[PATCH V6] dirstate: avoid a race with multiple commits in the same process

Matt Mackall mpm at selenic.com
Tue Mar 22 13:31:08 CDT 2011


On Tue, 2011-03-22 at 19:10 +0100, Adrian Buehlmann wrote:
> On 2011-03-22 18:11, Matt Mackall wrote:
> > On Tue, 2011-03-22 at 18:03 +0100, Adrian Buehlmann wrote:
> >> On 2011-03-22 14:56, Matt Mackall wrote:
> >>> On Tue, 2011-03-22 at 09:13 +0100, Adrian Buehlmann wrote:
> >>>> On 2011-03-22 02:09, Greg Ward wrote:
> >>>>> On 21 March 2011, Adrian Buehlmann said:
> >>>>>>     def normal(self, f):
> >>>>>>         '''Mark a file normal and clean.'''
> >>>>>>         self._dirty = True
> >>>>>>         self._addpath(f)
> >>>>>>         s = os.lstat(self._join(f))

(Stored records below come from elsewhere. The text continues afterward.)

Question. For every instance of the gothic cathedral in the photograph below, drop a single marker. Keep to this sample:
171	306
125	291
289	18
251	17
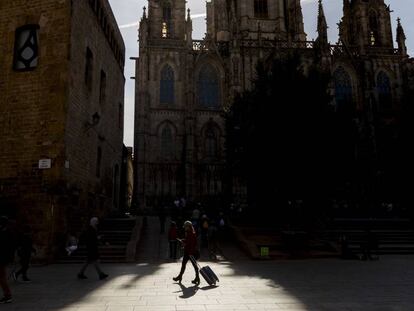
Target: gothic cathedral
184	86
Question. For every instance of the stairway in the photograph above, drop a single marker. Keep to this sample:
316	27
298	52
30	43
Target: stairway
115	234
395	236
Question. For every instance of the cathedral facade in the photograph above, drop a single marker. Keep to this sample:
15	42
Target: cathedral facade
184	86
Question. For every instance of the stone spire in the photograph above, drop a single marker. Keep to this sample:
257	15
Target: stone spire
402	47
189	29
322	27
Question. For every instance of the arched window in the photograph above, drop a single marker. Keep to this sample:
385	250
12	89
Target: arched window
260	9
384	91
115	195
343	90
167	143
166	20
26	48
98	162
208	87
373	28
167	85
211	143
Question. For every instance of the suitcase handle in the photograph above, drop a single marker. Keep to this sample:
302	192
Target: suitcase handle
195	261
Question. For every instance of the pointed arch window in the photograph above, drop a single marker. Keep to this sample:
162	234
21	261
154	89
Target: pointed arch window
26	48
167	85
167	143
373	28
261	9
208	87
211	147
98	162
384	91
343	89
115	190
166	30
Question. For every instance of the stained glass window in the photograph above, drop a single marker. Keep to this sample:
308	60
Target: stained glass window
88	68
166	20
26	48
384	91
208	87
167	143
98	162
167	85
211	143
260	9
373	28
343	89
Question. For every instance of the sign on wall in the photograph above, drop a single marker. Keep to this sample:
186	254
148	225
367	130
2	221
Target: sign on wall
45	164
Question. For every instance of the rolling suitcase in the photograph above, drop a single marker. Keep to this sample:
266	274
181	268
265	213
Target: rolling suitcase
207	273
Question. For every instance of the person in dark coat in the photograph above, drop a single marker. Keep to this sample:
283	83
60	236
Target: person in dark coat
24	251
190	249
6	257
91	241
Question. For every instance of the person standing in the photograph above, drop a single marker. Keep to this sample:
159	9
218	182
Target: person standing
24	251
6	257
91	240
190	249
172	239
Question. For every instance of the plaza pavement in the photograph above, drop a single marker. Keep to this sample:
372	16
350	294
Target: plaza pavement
317	284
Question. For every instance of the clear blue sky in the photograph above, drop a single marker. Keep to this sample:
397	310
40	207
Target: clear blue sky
129	12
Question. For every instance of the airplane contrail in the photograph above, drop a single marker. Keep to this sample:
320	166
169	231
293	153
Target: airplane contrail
135	24
193	16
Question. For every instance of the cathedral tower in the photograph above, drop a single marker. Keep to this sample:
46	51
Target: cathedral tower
366	23
278	19
167	19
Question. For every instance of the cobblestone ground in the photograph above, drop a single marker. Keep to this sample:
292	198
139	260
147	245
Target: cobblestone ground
325	284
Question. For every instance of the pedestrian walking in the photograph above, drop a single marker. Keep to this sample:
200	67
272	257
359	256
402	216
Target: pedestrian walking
91	240
190	249
6	257
162	218
172	240
25	250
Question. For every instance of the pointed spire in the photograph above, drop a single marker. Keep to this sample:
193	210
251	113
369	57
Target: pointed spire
188	14
402	47
322	26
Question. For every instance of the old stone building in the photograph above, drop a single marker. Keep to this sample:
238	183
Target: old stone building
183	86
61	114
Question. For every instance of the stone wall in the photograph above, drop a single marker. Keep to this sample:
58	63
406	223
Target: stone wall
46	113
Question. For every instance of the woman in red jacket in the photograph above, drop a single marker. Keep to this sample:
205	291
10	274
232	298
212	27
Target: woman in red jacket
190	249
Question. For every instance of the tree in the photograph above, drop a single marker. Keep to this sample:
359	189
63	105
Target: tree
279	136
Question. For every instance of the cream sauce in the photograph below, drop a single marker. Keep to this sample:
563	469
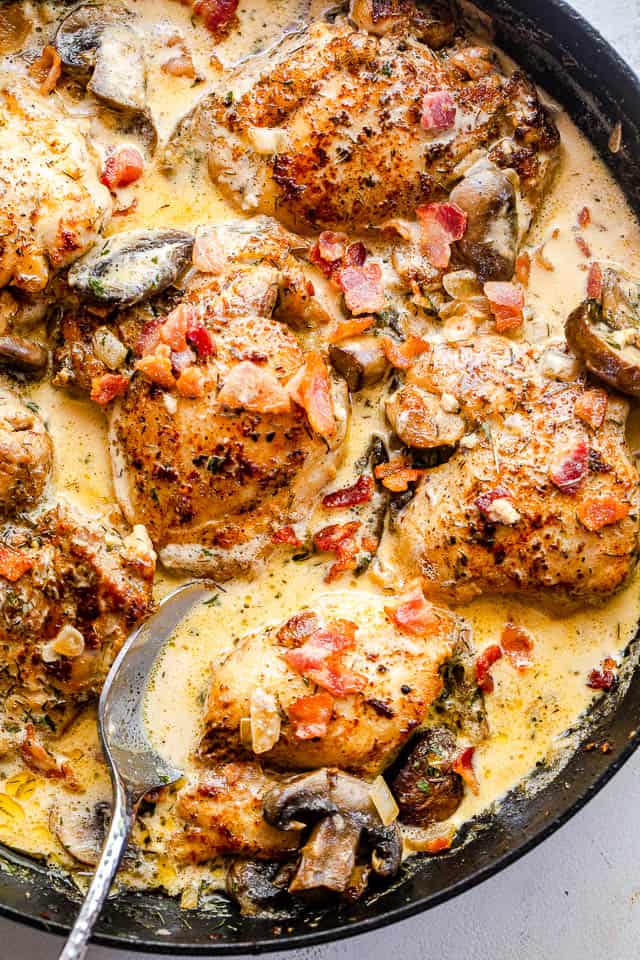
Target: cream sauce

> >>>>>>         self._map[f] = ('n', s.st_mode, s.st_size, int(s.st_mtime))
> >>>>>>         if f in self._copymap:
> >>>>>>             del self._copymap[f]
> >>>>>>
> >>>>>>         # Right now, this file is clean: but if some code in this
> >>>>>>         # process modifies it without changing its size before the clock
> >>>>>>         # ticks over to the next second, then it won't be clean anymore.
> >>>>>>         # So make sure that status() will look harder at it.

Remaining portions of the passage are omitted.